BİZİM DERDİMİZ, MİLLETTEN GENSORU ALMAYALIM
Kendisinin talimat verdiği gibi cümlelerin kullanıldığını hatırlatan Bakan Ala, Ben, TBMMden talimat alırım ve bu benim için onurdur. Hiç kimse de bu Meclise, Meclis Başkanvekiline ve Başkanına talimat veremez. Verecek olanın karşısında daha önce darbe girişiminde bulunanların karşısında durduğumuz gibi dururuz. Darbe hangi enstrümanla yapılıyorsa onunla karşısında durulur dedi.
Bizim derdimiz, milletten gensoru almayalım ifadelerini kullanan Bakan Ala, siyasi istikrarın kıymetinin bilinmesi ve baş üstünde tutulması gerektiğini kaydetti. Bakan Ala, Bazı arkadaşlarımız demokrasi ile terör arasındaki ilişkiyi kuramıyor olabilirler. Demokrasi teröre olan desteği azaltır. Halkın adalete olan güvenini artırır, size meseleyi topyekun çözme ortamı çıkartır şeklinde konuştu.
KÜRTLER DE BENİM KARDEŞİMDİR
Türkçenin yasaklanmasının karşısında durduğu gibi Kürtçenin de yasaklanmasının karşısında duracağını belirten Bakan Ala, Diyarbakır Cezaevinin zulmünü bilmeyen bu meseleyi çözümde bir katkıda bulunamaz. İnsanların anadillerini yasaklamayı kınayamayanlar bu meselenin çözümüne katkıda bulunamaz. Ben Bulgaristanda Türklerin isimleri, dinleri yasaklandığında siyasal bilgiler öğrencisiydim, Saraçhanede en önde yürüyordum, yine yürürüm. Benim dilim yasaklanıyordu. Benim dilim yasaklandığı zaman hangi tepkiyi koyuyorsam, benim kardeşimin, Kürtler de benim kardeşimdir, onların dili yasaklandığında aynı tepkiyi koyarım ifadelerini kullandı.
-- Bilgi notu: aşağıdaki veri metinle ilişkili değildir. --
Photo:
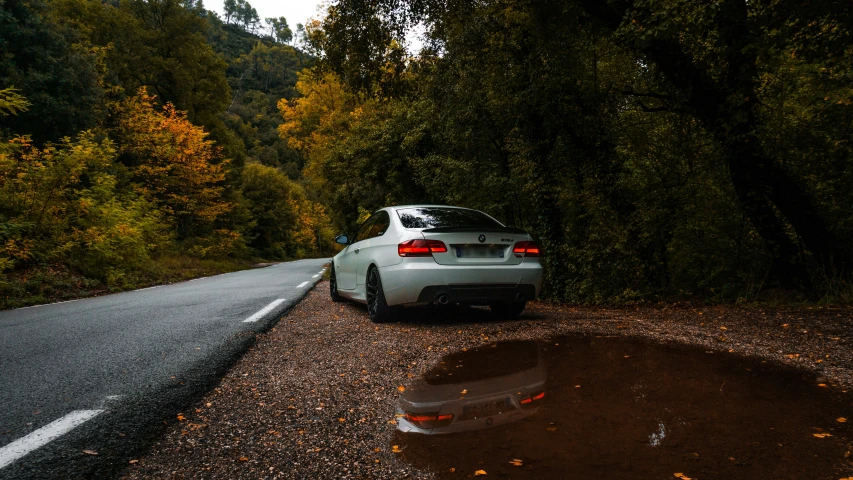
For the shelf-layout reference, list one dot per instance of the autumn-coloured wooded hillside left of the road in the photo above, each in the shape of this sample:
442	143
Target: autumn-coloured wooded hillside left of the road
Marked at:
140	145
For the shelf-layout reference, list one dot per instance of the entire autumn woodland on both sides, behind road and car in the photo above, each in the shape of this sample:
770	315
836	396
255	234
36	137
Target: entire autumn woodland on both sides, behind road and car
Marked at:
657	149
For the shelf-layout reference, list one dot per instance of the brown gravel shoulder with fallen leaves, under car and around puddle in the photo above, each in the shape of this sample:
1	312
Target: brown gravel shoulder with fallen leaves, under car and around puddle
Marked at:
315	396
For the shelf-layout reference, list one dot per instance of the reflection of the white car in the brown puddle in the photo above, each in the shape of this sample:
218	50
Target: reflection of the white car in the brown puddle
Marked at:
477	389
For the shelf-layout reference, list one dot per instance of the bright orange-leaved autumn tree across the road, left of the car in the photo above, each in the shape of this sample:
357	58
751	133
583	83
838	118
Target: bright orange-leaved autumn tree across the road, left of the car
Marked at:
173	163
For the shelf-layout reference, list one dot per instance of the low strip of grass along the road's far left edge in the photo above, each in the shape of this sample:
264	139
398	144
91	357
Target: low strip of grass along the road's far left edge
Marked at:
55	283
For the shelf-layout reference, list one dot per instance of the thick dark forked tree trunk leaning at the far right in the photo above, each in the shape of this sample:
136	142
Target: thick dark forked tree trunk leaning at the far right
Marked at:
718	83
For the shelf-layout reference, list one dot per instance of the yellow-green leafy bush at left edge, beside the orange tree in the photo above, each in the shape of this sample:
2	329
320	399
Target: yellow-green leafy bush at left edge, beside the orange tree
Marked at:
60	203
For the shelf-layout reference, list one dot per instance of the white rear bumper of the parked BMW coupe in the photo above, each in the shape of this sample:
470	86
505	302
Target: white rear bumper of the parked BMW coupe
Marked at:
421	280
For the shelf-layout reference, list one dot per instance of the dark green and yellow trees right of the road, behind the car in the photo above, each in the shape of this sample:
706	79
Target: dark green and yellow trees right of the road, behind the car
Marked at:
655	149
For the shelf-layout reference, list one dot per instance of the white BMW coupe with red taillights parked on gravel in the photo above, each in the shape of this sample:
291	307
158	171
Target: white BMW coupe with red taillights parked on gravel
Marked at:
421	254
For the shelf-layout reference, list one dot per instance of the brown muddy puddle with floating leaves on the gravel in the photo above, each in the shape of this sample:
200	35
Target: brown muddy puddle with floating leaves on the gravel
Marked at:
583	407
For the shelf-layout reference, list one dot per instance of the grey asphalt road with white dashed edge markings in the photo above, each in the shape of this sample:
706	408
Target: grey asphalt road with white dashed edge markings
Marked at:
135	355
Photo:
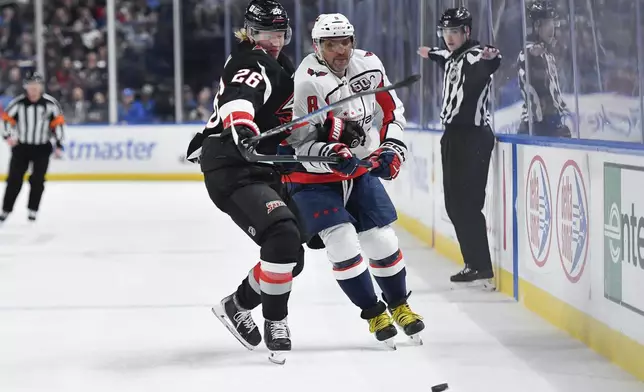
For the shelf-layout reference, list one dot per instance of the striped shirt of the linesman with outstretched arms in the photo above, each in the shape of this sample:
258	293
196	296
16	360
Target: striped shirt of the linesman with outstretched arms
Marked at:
466	84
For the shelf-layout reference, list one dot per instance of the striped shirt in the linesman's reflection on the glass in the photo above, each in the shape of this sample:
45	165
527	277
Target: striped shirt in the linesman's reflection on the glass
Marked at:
541	90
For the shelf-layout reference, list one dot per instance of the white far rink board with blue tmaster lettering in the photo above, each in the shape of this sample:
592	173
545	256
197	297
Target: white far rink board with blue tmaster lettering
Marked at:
147	149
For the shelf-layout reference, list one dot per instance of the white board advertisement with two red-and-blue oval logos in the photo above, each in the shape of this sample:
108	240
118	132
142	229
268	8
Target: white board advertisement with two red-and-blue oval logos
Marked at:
553	215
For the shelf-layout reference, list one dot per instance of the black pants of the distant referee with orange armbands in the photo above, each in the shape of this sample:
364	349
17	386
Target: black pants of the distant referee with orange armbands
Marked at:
21	156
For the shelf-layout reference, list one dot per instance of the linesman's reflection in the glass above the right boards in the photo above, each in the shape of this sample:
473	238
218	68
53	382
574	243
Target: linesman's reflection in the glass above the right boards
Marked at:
543	104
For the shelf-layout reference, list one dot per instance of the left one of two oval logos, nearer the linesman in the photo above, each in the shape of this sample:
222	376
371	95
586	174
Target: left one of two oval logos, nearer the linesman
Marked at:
538	211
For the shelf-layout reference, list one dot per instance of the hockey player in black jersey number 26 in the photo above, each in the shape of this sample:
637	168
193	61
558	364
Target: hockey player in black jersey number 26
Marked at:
255	95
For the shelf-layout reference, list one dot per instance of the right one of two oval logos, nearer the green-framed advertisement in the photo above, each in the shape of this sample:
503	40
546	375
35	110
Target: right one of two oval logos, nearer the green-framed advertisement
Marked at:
572	221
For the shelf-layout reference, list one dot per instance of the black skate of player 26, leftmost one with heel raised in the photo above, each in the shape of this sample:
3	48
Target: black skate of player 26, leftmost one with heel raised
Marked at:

MİLLETİMİZ DE ONAYLARSA BİR DAHA Kİ DÖNEM ADAYIM
Muhalefet milletvekillerine önerilerde bulunan ve salon siyasetinin milletin derdine deva olmayacağını kaydeden Bakan Ala, İnşallah Allah fırsat verir, milletimiz de onaylarsa bir daha ki dönem adayım, aranıza katılma şerefine nail olacağım. Burası parlamentodur, çeşitli görüşler olacak. Böyle temel problemlerde milletimizin geleceğini düşünerek, birbirimizi hırpalamadan, kimseyi ötelemeden, 78 milyonun devlet olduğunu unutmadan, yani hazineden maaş alanlar sadece devlet değildir, hazineye vergi verenlerde devlettir, onlar biraz daha fazla devlettir. Oralarda teşkilatlanmaya bakın, o bölgelerde teşkilatlanmaya bakalım. Sadece salon siyasi ile milletin derdine deva bulmak zordur. Genel ilkeler üzerinden, Türkiyenin genel hedeflerine doğru yürümezsek, basit meseleleri büyütürsek, çok büyük meseleleri basite indirgersek sadece kendimize yazık etmiş olmayız, memlekete, millete yazık etmiş oluruz açıklamasında bulundu.